Professor Joo concluded by saying, “The vision must go hand in hand with robotics,” and added, “If we create AGI, the platform that can verify it will likely be robotics with sensory and motor skills similar to humans.”
■ Sensory motor AI, computer vision opportunities abound .jpg)
▲Lee Kyung-moo, Professor, Department of Electrical and Computer Engineering, Seoul National University
Professor Lee Kyung-moo, a domestic computer vision expert and world-renowned scholar, expressed his opinion that the future of AGI will advance to a stage where ‘sensing’ and ‘action’ are combined.
He then mentioned the concept of sensorimotor intelligence, which can be called sensorimotor intelligence in Korean.
The professor emphasized, “In real life, we must be able to perform the service functions we want through actions,” and “Ultimately, the direction toward embedded multitasking, multi-sensor, and multi-modal is inevitable, and vision will play a very key role in this process.”
Many groups and scholars studying artificial intelligence have already started working on Physics-related AI am researching sensor remote AI.

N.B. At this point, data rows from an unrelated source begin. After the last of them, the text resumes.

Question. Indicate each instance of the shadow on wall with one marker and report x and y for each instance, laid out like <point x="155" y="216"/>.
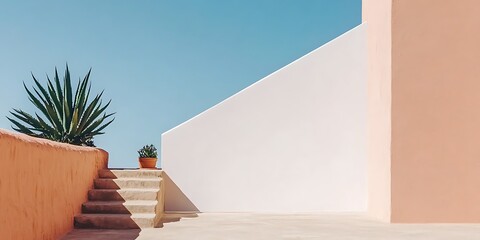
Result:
<point x="175" y="199"/>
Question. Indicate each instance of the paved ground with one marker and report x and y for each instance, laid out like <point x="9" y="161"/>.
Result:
<point x="235" y="226"/>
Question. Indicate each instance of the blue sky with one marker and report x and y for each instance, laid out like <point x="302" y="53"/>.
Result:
<point x="161" y="62"/>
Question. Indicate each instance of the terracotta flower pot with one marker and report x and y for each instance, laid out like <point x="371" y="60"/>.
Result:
<point x="147" y="162"/>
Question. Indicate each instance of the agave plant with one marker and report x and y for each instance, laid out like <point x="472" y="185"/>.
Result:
<point x="66" y="117"/>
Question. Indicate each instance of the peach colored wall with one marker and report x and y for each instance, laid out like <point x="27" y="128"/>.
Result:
<point x="436" y="111"/>
<point x="42" y="185"/>
<point x="377" y="15"/>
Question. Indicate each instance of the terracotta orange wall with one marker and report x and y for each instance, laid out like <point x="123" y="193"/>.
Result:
<point x="42" y="185"/>
<point x="436" y="111"/>
<point x="377" y="16"/>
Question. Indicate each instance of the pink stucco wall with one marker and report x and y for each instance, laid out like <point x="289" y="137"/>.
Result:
<point x="436" y="111"/>
<point x="377" y="16"/>
<point x="424" y="68"/>
<point x="42" y="185"/>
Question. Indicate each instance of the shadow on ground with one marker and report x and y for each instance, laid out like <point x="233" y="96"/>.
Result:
<point x="123" y="234"/>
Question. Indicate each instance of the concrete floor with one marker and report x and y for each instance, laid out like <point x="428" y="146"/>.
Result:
<point x="240" y="226"/>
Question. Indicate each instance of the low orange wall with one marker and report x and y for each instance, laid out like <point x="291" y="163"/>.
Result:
<point x="43" y="185"/>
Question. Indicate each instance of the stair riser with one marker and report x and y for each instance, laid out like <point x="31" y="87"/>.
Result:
<point x="112" y="222"/>
<point x="120" y="195"/>
<point x="118" y="209"/>
<point x="119" y="184"/>
<point x="113" y="174"/>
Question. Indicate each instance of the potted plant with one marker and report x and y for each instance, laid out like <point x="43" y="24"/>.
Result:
<point x="147" y="156"/>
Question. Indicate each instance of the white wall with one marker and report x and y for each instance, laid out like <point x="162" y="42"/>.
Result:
<point x="294" y="141"/>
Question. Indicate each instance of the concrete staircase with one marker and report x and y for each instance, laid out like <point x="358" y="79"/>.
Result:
<point x="124" y="199"/>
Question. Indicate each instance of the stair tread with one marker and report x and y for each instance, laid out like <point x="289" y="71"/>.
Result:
<point x="127" y="190"/>
<point x="129" y="202"/>
<point x="158" y="179"/>
<point x="115" y="215"/>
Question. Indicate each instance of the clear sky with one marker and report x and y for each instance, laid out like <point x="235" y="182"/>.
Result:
<point x="161" y="62"/>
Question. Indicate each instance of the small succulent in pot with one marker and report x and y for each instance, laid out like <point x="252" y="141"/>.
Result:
<point x="148" y="151"/>
<point x="147" y="156"/>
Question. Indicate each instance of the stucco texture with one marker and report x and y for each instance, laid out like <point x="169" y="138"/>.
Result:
<point x="377" y="16"/>
<point x="435" y="111"/>
<point x="43" y="185"/>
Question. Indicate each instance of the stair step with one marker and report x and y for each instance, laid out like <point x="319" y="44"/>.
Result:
<point x="122" y="194"/>
<point x="119" y="207"/>
<point x="115" y="221"/>
<point x="105" y="183"/>
<point x="130" y="173"/>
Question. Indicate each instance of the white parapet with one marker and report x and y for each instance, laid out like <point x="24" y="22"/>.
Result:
<point x="295" y="141"/>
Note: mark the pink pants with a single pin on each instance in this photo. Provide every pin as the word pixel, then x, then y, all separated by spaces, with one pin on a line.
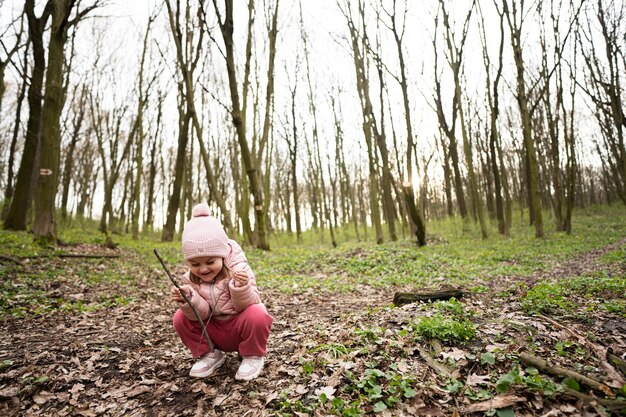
pixel 246 332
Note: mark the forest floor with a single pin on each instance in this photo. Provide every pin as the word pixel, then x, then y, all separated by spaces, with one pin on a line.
pixel 343 354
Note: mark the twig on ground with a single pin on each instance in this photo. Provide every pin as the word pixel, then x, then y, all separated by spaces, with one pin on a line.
pixel 193 308
pixel 11 259
pixel 542 365
pixel 433 363
pixel 410 297
pixel 616 380
pixel 495 403
pixel 610 404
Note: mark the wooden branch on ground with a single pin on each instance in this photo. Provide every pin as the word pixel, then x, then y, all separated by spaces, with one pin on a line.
pixel 11 259
pixel 610 404
pixel 87 256
pixel 73 255
pixel 410 297
pixel 615 379
pixel 433 363
pixel 542 365
pixel 500 401
pixel 617 361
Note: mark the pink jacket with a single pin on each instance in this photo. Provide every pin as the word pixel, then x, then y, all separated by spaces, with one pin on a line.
pixel 221 296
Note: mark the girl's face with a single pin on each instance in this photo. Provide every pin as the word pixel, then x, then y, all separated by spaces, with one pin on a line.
pixel 206 268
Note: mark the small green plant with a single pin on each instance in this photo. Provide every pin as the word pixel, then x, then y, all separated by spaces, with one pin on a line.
pixel 562 347
pixel 444 329
pixel 384 390
pixel 547 297
pixel 530 379
pixel 307 367
pixel 336 350
pixel 369 335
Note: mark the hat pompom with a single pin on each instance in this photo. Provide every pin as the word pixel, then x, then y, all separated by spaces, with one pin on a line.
pixel 200 210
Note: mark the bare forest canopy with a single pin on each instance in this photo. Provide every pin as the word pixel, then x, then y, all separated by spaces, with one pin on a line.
pixel 292 115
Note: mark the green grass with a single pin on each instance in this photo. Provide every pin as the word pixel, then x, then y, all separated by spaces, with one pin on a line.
pixel 577 296
pixel 453 257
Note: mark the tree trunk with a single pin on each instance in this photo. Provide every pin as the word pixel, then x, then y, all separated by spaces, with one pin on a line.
pixel 22 199
pixel 527 131
pixel 250 164
pixel 9 191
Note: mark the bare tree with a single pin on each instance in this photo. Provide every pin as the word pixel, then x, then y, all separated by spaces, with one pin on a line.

Last March, Professor Jitendra Malik, who studies computer vision at the University of California, Berkeley, gave a lecture on sensorimotors and artificial intelligence. This was about a robot using its own senses to calculate the depth of its legs and other things to navigate obstacles and terrain, and then predicting the depth 1.5 seconds later and obtaining this as an image from the vision system.

▲Professor Jitendra Malik's keynote speech (Capture: UC Berkeley Events YouTube channel)
“The first day you see it moving awkwardly, the second day you see it climbing more stairs than before, and by the end you see the robot climbing all the way up,” he said.
As active research is being conducted on applying sensor-remote-based AI to the robotics field, Professor Lee Kyung-moo said, “I think there will be ample opportunities and roles for vision researchers to go beyond the existing fragmented vision problems and develop highly complex intelligence that solves problems in real life.”
Additionally, Dr. Jongwook Kim (OpenAI technical staff), who attended the panel, predicted, “Ultimately, if self-supervised computer vision is added, there will be many more things that can be extracted through visual data, such as the way children see the world.”